Files
openclaw/docs/providers/elevenlabs.md
2026-05-04 07:16:48 +01:00

124 lines
4.3 KiB
Markdown

---
summary: "Use ElevenLabs speech, Scribe STT, and realtime transcription with OpenClaw"
read_when:
- You want ElevenLabs text-to-speech in OpenClaw
- You want ElevenLabs Scribe speech-to-text for audio attachments
- You want ElevenLabs realtime transcription for Voice Call or Google Meet
title: "ElevenLabs"
---
OpenClaw uses ElevenLabs for text-to-speech, batch speech-to-text with Scribe
v2, and streaming STT with Scribe v2 Realtime.

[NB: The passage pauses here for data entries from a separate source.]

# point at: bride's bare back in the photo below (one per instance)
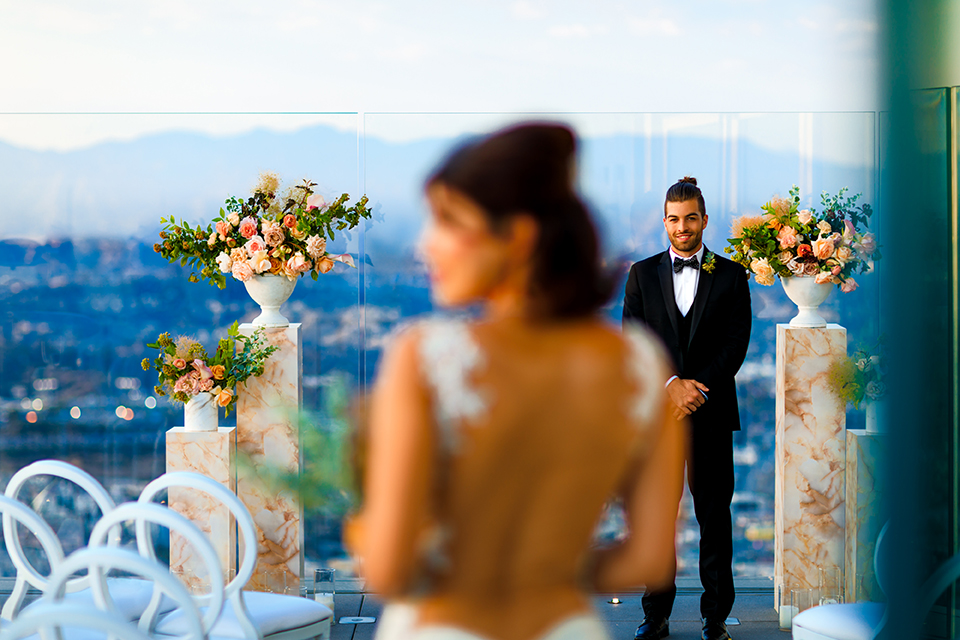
(494, 446)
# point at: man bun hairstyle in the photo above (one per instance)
(529, 169)
(685, 189)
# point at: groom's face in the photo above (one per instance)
(685, 224)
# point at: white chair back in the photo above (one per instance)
(99, 561)
(15, 512)
(57, 469)
(248, 534)
(49, 619)
(141, 514)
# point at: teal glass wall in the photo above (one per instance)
(81, 291)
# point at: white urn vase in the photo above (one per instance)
(270, 291)
(804, 292)
(201, 413)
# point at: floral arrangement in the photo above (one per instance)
(185, 369)
(858, 377)
(788, 241)
(268, 233)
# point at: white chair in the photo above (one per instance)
(210, 604)
(26, 574)
(865, 620)
(97, 562)
(251, 615)
(48, 619)
(14, 513)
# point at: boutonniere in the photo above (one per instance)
(709, 262)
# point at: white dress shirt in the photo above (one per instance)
(685, 282)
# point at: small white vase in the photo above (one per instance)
(270, 291)
(875, 416)
(201, 413)
(808, 296)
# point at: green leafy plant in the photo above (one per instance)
(858, 377)
(268, 233)
(185, 369)
(788, 241)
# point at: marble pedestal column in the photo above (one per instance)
(810, 454)
(865, 513)
(213, 454)
(268, 434)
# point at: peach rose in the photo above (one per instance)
(324, 264)
(254, 245)
(845, 254)
(822, 248)
(273, 234)
(224, 262)
(788, 237)
(316, 246)
(248, 227)
(225, 397)
(848, 285)
(298, 264)
(242, 271)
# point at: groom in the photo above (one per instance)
(699, 305)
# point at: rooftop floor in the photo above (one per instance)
(753, 610)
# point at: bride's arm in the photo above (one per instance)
(400, 471)
(650, 497)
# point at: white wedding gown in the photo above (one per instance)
(449, 354)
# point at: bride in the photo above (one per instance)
(495, 443)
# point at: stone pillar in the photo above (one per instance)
(213, 454)
(865, 513)
(810, 447)
(268, 435)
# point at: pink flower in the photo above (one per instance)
(224, 262)
(788, 237)
(248, 227)
(316, 201)
(273, 233)
(255, 244)
(242, 271)
(324, 264)
(202, 369)
(316, 246)
(867, 244)
(848, 285)
(822, 248)
(298, 264)
(260, 262)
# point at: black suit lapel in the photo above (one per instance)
(665, 271)
(704, 284)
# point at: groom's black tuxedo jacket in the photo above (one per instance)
(719, 329)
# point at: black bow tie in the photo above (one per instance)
(680, 263)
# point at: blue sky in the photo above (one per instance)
(429, 56)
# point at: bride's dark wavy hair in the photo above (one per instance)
(529, 169)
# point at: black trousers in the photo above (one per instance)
(710, 477)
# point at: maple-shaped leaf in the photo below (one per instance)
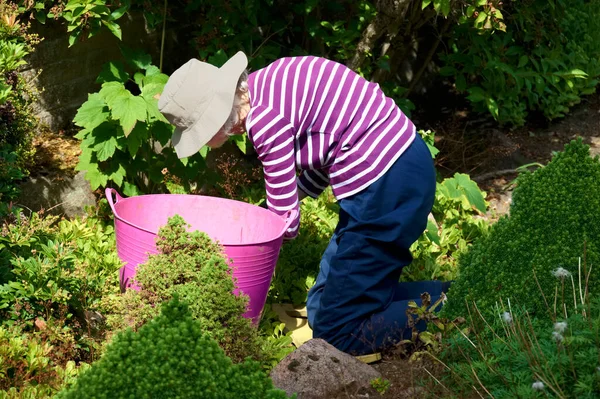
(129, 109)
(92, 112)
(106, 149)
(153, 113)
(136, 137)
(113, 71)
(117, 172)
(110, 91)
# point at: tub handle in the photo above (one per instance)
(109, 196)
(289, 217)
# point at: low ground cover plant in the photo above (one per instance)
(512, 354)
(193, 267)
(171, 356)
(53, 274)
(553, 221)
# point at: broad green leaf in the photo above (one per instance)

| Capability | OpenClaw surface | Default |
| ------------------------ | -------------------------------------------------------------------- | ------------------------ |
| Text-to-speech | `messages.tts` / `talk` | `eleven_multilingual_v2` |
| Batch speech-to-text | `tools.media.audio` | `scribe_v2` |
| Streaming speech-to-text | Voice Call streaming or Google Meet `realtime.transcriptionProvider` | `scribe_v2_realtime` |
## Authentication
Set `ELEVENLABS_API_KEY` in the environment. `XI_API_KEY` is also accepted for
compatibility with existing ElevenLabs tooling.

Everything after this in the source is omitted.